The International Trade Commission (ITC) gave its final ruling in April that Niutang – along with a number of other Chinese manufacturers and US distributors – had not infringed Tate & Lyle’s patent rights for sucralose manufacturing. Tate & Lyle had a near monopoly on the global sucralose market, but the ruling effectively opened the market up to competition.
Niutang said that it has the ability to expand capacity further at its Chinese production plants to 1000 tonnes by 2014.
A spokesperson for the company told FoodNavigator-USA.com that Niutang has tripled its sales of sucralose since 2007, but declined to say how much sucralose it now produces. She added: “Three years from now is a very long time but the intention would be to expand further considering the way sales have been going.”
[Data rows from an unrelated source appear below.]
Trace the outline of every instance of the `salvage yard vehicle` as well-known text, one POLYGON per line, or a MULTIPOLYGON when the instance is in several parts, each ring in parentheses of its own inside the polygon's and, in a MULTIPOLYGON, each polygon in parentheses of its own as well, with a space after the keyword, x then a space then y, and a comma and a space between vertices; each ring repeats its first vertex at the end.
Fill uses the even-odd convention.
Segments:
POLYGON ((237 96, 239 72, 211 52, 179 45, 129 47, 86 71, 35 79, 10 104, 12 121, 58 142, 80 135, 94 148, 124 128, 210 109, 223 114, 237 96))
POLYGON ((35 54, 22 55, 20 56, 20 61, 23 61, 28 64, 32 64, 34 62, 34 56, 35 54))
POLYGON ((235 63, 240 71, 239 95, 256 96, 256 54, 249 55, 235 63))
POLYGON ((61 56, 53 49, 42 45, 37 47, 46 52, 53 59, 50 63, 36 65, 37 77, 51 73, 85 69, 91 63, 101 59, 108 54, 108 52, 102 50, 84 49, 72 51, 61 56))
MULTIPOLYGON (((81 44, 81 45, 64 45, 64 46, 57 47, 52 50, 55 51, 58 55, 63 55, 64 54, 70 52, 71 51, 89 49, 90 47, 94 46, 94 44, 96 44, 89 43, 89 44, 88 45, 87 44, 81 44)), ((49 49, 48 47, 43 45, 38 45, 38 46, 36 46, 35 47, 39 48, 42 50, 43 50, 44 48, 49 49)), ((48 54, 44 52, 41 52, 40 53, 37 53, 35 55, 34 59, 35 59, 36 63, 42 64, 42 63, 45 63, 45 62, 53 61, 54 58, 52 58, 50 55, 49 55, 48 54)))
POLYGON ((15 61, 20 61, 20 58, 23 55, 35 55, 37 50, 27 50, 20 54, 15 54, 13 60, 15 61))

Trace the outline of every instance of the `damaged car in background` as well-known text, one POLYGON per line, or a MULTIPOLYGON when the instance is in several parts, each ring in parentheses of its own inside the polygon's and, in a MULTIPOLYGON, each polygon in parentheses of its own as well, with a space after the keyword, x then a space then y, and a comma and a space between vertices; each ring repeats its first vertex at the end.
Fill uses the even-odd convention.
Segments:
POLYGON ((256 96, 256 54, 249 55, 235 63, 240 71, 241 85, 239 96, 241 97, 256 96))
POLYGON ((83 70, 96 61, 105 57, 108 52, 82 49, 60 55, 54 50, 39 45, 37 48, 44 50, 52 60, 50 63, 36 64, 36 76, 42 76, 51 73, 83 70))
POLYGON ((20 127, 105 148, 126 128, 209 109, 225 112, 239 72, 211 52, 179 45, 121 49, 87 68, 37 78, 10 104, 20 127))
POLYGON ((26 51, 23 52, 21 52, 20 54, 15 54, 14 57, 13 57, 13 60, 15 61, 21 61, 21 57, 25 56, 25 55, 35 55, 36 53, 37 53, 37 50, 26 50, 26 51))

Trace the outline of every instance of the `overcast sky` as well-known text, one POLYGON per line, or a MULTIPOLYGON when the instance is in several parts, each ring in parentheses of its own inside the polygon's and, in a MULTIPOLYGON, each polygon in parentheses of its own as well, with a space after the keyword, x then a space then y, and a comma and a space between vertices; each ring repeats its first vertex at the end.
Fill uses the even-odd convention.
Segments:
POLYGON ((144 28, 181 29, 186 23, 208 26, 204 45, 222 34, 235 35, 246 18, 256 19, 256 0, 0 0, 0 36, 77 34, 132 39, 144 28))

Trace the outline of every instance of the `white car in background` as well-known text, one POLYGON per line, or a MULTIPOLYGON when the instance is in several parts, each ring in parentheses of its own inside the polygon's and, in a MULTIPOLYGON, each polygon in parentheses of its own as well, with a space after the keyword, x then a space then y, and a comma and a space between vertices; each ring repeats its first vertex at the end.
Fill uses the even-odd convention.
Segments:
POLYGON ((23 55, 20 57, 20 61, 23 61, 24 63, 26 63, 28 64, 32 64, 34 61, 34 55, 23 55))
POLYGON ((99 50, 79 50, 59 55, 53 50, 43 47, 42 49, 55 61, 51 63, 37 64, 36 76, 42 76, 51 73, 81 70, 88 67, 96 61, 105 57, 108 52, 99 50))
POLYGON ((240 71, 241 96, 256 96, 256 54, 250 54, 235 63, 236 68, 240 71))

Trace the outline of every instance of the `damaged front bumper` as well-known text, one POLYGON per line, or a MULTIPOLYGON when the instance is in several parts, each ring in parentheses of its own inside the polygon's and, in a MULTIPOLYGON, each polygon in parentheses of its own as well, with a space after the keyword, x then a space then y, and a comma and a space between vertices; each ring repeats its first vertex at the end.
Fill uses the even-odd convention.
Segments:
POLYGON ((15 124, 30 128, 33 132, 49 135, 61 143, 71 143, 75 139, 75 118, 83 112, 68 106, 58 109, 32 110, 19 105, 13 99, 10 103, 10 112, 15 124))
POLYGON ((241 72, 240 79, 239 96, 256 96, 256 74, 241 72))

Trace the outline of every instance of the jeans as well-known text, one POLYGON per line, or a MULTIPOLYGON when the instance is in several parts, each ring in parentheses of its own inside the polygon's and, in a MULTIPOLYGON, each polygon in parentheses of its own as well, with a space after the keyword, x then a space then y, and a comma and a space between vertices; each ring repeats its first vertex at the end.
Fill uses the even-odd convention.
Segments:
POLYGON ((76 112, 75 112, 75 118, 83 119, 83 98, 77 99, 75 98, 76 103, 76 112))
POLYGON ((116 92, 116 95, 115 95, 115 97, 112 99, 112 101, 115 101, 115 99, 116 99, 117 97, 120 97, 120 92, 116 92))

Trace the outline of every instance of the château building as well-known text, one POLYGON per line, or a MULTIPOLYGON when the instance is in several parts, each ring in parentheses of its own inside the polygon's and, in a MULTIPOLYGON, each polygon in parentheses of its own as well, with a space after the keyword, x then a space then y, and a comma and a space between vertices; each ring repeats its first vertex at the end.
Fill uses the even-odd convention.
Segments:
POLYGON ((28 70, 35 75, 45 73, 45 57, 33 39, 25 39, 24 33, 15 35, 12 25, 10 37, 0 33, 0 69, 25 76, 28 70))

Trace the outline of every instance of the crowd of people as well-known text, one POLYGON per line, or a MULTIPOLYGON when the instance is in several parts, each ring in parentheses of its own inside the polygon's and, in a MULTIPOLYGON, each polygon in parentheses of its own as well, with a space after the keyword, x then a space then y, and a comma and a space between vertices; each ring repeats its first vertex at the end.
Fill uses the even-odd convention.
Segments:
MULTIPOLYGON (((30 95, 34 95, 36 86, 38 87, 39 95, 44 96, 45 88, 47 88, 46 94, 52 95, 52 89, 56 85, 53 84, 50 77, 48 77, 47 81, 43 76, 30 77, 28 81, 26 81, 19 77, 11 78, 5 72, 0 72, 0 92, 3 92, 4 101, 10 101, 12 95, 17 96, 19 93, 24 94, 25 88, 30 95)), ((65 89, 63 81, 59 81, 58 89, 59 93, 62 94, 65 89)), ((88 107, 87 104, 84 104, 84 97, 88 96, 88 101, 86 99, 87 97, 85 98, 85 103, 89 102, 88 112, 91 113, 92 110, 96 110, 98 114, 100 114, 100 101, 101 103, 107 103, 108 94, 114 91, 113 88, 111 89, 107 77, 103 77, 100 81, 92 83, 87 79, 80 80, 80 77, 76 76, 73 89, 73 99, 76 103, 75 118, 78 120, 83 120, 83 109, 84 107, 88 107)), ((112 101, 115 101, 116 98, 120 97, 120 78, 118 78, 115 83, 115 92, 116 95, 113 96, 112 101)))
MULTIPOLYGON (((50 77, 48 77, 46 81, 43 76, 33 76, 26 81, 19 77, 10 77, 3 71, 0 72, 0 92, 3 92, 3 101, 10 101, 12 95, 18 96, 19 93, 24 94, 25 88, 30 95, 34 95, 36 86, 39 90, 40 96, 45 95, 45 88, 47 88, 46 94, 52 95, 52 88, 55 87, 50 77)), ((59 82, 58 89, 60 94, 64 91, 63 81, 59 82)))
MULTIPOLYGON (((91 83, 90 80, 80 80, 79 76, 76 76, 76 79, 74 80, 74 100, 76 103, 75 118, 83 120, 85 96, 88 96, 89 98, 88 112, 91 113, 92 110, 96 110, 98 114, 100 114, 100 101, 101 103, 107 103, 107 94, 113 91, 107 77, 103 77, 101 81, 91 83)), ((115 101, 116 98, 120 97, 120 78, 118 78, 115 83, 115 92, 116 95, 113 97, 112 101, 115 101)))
General Manager of Niutang Chemical Licheng Wang Jr. said: “Due to our growing customer base worldwide for Niutang Sucralose, we recently completed expansion of our sucralose capacity to 300 metric tonnes. We are proactively planning for future expansions to ensure that we are able to meet the sucralose needs of the global marketplace.”
The company said that it has been committed to providing the necessary quality assurances for US and European markets, which has helped to enable its continued expansion.
“Niutang is one of the only sucralose manufacturers in China that audits, qualifies and tests incoming suppliers and raw materials,” said Wang.
Other expansion plans
Following the ITC decision, several companies announced expansion plans for their sucralose production facilities, including Niutang, the Guangdong Food Industry Institute/L&P Food Ingredient Co. Ltd, and JK Sucralose, which announced its intention to expand sucralose capacity to 300 metric tonnes by next year. JK Sucralose produced 200 metric tonnes of sucralose last year.
Tate & Lyle announced last week that it plans to close its sucralose plant in McIntosh, Alabama to focus on fully exploiting its fourth generation production technology at its Singapore site. It said that the technology has increased production yields by 25 percent over the past year.
Globally, the high intensity sweetener market is worth $1.3bn and sucralose is the number one sweetener by value in food, with a 36 percent share. North America is the world’s largest market for high intensity sweeteners and sucralose is the leader with a 48 percent share of the market.